Als langjähriger Hanf-Freund und kritischer Beobachter der Szene hat man über die Jahre vieles gesehen – Gutes, Schlechtes und viel Mittelmaß. Wenn man dann jedoch ein Produkt in den Händen hält, das alle bisherigen Maßstäbe sprengt, ist es Zeit für eine detaillierte Bestandsaufnahme. In diesem privaten Review widme ich mich meinem aktuellen Favoriten im Klub Karl: Sherbanger.

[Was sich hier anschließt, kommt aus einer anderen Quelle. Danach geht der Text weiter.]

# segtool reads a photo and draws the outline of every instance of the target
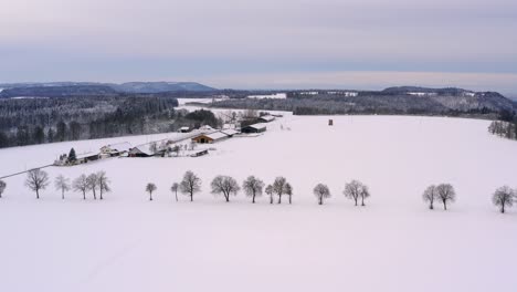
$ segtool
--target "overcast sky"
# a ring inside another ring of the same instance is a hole
[[[0,83],[517,92],[516,0],[0,0]]]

Optik und Haptik: Ein seltener Anblick
Was direkt nach dem Öffnen des Behälters auffällt, ist die phänomenale visuelle Qualität. Es handelt sich hierbei um feste, äußerst kompakte Blüten, die von einer dichten, fast schon übertriebenen Schicht aus Kief (Trichomen) überzogen sind. Es wird sofort klar, dass hier mit Expertise gearbeitet wurde. Besonders lobenswert hervorzuheben ist der zurückhaltende Handtrim. Wo viele kommerzielle Anbieter maschinell alles kurz und klein schneiden, wurde hier manuell gerade so viel Material entfernt, dass die Blütenstruktur optimal geschützt bleibt. Das Ergebnis ist eine Optik, die wirklich besticht und die man in dieser Form selten zu Gesicht bekommt.

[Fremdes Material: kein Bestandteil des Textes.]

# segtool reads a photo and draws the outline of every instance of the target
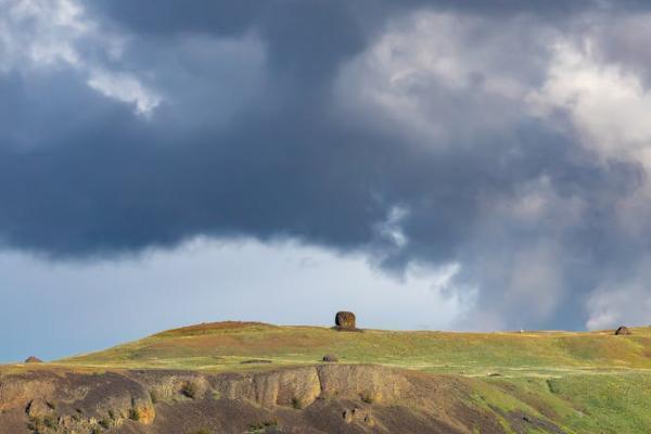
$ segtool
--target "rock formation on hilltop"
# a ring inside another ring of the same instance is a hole
[[[337,311],[334,317],[334,323],[337,328],[344,330],[355,330],[355,314],[349,311]]]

Die Genetik und das Terpenprofil: Pures Gas
Sherbanger ist eine meisterhafte Kreuzung, die Sherbert mit Karma Genetics' Headbanger (Sour Diesel x Biker Kush) vereint. Diese Abstammung schlägt sich massiv im Aroma nieder. Für mich ist Sherbanger vom Aroma her am intensivsten und vor allem einzigartig. Wer, so wie ich, eine Vorliebe für die sogenannten „Raffinerie-Aromen“ (Diesel/Fuel) hat, wird hier endlich fündig.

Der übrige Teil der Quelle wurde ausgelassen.